Acaso el error sea establecer que al principio estamos yo y un teléfono en un espacio finito como sería mi casa, mientras que lo que debo comunicar es mi situación respecto a muchos teléfonos que suenan, teléfonos que a lo mejor no me llaman a mí, no tienen conmigo ninguna relación, pero basta el hecho de que yo pueda ser llamado a un teléfono para hacer posible o al menos pensable que pueda ser llamado por todos los teléfonos. Por ejemplo, cuando suena el teléfono en una casa vecina a la mía y por un momento me pregunto si suena en mi casa, una duda que al punto resulta infundada, pero de la cual, sin embargo, queda un residuo, ya que podría darse que la llamada en realidad fuera para mí, pero que por un error de número o un contacto de los cables haya acabado en el vecino, tanto más cuanto que en aquella casa no hay nadie para contestar y el teléfono sigue sonando, y entonces con la lógica irracional que el timbre nunca deja de despertar yo pienso: quizá es de veras para mí, quizá el vecino está en casa y no contesta porque lo sabe, quizá también quien llama sabe que llama a un número equivocado, pero lo hace adrede para mantenerme en este estado, sabiendo que no puedo contestar, pero que sé que debería contestar.
O bien la angustia de cuando acabo de salir de casa y oigo sonar un teléfono que podría ser el mío o bien el de otro apartamento y regreso atropelladamente, llego jadeante por haber subido las escaleras a la carrera y el teléfono calla y nunca sabré si la llamada era para mí.

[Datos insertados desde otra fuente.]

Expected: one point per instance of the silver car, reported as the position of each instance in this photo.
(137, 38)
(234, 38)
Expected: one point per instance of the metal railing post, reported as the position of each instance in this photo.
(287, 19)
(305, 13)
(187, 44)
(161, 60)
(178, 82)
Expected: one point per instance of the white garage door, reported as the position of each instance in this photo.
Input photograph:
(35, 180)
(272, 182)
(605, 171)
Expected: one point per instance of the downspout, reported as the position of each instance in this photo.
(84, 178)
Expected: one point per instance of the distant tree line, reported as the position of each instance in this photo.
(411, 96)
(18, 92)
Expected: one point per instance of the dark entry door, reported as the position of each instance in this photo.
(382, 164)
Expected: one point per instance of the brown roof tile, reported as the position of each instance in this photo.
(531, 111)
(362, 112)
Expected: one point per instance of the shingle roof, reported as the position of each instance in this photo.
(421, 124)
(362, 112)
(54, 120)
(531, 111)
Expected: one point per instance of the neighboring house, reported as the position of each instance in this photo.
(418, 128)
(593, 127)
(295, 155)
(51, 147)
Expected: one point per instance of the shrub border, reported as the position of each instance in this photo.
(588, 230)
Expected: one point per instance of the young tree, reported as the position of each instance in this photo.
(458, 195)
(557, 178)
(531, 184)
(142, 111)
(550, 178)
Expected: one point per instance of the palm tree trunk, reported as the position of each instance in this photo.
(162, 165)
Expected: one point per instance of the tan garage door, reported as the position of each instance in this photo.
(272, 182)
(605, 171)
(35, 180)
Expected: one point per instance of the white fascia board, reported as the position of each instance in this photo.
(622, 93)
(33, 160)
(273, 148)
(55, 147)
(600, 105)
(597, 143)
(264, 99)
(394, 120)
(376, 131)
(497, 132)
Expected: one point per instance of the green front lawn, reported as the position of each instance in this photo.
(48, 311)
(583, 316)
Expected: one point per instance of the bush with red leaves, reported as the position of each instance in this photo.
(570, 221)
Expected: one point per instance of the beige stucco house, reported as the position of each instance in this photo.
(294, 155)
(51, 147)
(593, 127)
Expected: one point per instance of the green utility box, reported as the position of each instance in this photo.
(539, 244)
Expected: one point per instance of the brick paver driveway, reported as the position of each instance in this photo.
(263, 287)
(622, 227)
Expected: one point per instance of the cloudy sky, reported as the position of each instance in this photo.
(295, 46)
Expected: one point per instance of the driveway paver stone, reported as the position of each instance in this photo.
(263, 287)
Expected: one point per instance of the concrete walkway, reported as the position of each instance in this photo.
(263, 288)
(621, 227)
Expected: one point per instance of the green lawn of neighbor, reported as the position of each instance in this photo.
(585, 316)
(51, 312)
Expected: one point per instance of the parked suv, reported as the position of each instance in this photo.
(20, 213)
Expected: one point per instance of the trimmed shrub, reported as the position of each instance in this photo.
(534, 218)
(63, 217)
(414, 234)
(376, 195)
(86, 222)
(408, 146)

O también mientras estoy en la calle, y oigo sonar teléfonos en casas desconocidas; hasta cuando estoy en ciudades desconocidas, en ciudades donde todos ignoran mi presencia, incluso entonces, oyendo sonar, cada vez mi primera idea durante una fracción de segundo es que ese teléfono me llama a mí, y en la siguiente fracción de segundo se produce el alivio de saberme por ahora excluido de toda llamada, inalcanzable, a salvo, pero es sólo una fracción de segundo lo que dura ese alivio, porque inmediatamente después pienso que no es sólo ese teléfono desconocido el que está sonando, sino que está también a muchos kilómetros, cientos y miles de kilómetros, el teléfono de mi casa que seguramente en ese mismo momento suena sin interrupción en las habitaciones desiertas, y de nuevo me veo desgarrado entre la necesidad y la imposibilidad de contestar.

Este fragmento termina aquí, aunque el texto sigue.